Weeks of parental leave by country

Maternity, paternity and parental leaves vary greatly across countries. While it may not be realistic to create a global consistency strategy that mimics Estonia’s 82 plus weeks, it may be within reach to develop a company standard at a level that lets you achieve a minimum that can adjust upward over time while taking local nuances into consideration.3

This variation in length of leave across the world is one example of how each country offers a different benefit, an important factor to consider as companies look to create consistency within their approach.

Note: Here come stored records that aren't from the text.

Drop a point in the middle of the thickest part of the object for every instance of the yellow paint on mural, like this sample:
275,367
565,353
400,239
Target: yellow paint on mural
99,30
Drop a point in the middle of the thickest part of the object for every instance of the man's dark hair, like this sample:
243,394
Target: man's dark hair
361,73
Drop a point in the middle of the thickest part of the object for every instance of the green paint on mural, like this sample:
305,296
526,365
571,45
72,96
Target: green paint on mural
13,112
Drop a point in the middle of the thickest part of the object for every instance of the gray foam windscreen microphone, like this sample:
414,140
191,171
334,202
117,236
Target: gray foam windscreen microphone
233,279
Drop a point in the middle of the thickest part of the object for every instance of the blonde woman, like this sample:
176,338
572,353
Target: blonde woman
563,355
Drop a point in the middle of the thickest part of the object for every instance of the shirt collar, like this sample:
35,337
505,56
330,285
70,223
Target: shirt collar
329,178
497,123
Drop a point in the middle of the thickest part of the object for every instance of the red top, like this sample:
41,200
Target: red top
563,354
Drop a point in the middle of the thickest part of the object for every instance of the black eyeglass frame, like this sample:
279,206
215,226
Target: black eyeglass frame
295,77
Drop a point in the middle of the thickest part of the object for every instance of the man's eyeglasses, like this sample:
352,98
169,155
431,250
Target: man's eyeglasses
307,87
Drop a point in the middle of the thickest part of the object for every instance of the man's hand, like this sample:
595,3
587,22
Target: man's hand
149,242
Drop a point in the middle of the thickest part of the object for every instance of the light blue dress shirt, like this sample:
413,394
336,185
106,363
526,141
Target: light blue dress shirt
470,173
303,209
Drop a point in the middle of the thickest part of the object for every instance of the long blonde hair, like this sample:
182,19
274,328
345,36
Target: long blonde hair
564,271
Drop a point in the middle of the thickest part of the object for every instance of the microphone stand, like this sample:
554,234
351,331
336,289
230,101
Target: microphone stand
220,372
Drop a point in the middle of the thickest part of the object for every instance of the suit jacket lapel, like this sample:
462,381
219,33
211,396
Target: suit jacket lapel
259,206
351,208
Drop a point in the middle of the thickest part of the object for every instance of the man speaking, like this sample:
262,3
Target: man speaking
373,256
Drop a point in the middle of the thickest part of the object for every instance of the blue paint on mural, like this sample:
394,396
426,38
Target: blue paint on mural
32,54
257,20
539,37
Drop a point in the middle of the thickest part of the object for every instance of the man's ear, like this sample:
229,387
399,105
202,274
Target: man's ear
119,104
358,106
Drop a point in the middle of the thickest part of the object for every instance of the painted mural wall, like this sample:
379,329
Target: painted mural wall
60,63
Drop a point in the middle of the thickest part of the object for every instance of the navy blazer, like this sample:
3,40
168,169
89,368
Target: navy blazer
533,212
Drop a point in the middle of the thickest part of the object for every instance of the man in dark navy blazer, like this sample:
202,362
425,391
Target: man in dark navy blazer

The top factors to think through when managing your strategy include:

  • Reinforcement of the company’s health and well-being strategy: Whether viewed as an equity issue or a business imperative to attract, retain and move talent, a global consistency strategy can strengthen a company’s commitment to a culture of health and well-being in today’s race for talent.
  • Alignment with company mission, values and Corporate Social Responsibility (CSR) priorities: Evaluate if your benefits support the company’s commitment to being a great place to work and align with external efforts to support the broader communities where employees live.
  • Track and evaluate equity for employees: Reaching health equity and ensuring an inclusive experience for all employees may not mean the same benefits and approach for everyone. It will likely require a variety of benefits for the many situations employees face. Making benefits equitable may not mean that everyone has the same benefits, since equity looks different for everyone.
  • Seamless global mobility: Support the mobility needs of your workforce by developing and maintaining a worldwide standard level of benefits, especially in medical coverage.
  • Protection against catastrophic financial loss: Review gaps in or lack of benefits, such as life insurance or critical illness coverage. These programs can vary considerably from country to country, and gaps could leave employees and/or their dependents in a dire financial situation.
  • Identifying opportunities for efficiencies as you deploy across the globe: In reviewing your benefits and vendors, work with your broker/consultant to see if financing mechanisms or vendor consolidation would create efficiencies to fund coverage gaps; enable purchasing power to impact the market with benefit design; and scale global consistency strategy efforts.